If you ever get the opportunity to hear Cuban Christians pray, you are in for a treat! Whether it is one person or an entire congregation, the words tumble out in such profusion that they are like battering rams beating against the gates of hell. I can't even think as fast as they pray! Our prayers tend to be neatly packaged, often versions of the "God bless mommy and daddy" prayers we used to say as little kids. Not so with our Cuban friends! An invocational prayer that begins a worship service can last for ten minutes. The typical service we attended began with a few people gathered on their knees for a half hour before the bulk of the congregation arrives. Loud and lengthy prayers inaugurate the worship which consists of singing (no hymnals or video projection of the lyrics; it's all memorized) for twenty minutes, a minimum of a half hour spirited preaching, followed by an invitation for prayer.
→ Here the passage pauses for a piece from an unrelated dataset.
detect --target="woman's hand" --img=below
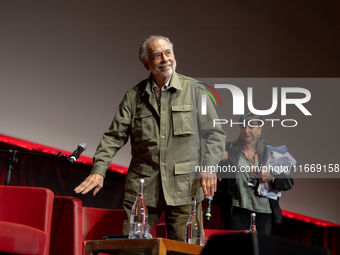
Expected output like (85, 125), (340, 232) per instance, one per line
(259, 167), (274, 182)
People flock to the front of the temple (their term for church building), declaring their ailments. The pastor and other leaders lay hands on them, praying loudly for healing and deliverance, demanding in the name of Jesus for demons to release their hold on the individual and declaring our freedom in Christ. It is old-time Pentacostalism on steroids.
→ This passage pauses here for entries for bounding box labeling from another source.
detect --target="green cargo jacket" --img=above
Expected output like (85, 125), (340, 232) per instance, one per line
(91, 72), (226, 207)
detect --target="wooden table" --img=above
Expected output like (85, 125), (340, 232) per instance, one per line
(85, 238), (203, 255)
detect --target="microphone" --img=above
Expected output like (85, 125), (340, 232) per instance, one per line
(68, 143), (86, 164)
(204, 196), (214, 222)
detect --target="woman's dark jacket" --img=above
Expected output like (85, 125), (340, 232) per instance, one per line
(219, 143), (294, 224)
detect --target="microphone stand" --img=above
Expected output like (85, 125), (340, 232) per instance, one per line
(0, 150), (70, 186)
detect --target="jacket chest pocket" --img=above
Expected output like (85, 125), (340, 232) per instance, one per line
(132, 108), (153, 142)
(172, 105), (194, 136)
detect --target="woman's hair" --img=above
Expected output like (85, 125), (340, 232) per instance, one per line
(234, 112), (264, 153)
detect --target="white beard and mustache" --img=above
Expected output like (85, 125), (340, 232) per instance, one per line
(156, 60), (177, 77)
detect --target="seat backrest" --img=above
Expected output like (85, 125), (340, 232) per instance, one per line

I wouldn't go so far as to say everyone ought to worship this way, but I've learned something from these experiences. I tend to be quiet and reserved in my prayers, usually offering them silently when by myself. But some time ago, I noticed various Scriptures enjoining us to lift our voices to the Lord, often with shouts of praise. The fact of the matter is, I've been disobedient to the plain words of Scripture. God has been prodding me for some time to be more vocal in my prayers, speaking out in faith what he lays on my heart.
That's the thing about mission trips. Paul said it well in Romans. He desired to see them that he might impart a blessing. Then he corrected himself, saying that he hoped they would be able to encourage each other (1:11-12). Our Cuban brothers and sisters have encouraged and corrected me, perhaps not even realizing that they have done so. For that, and for them, I am grateful tonight.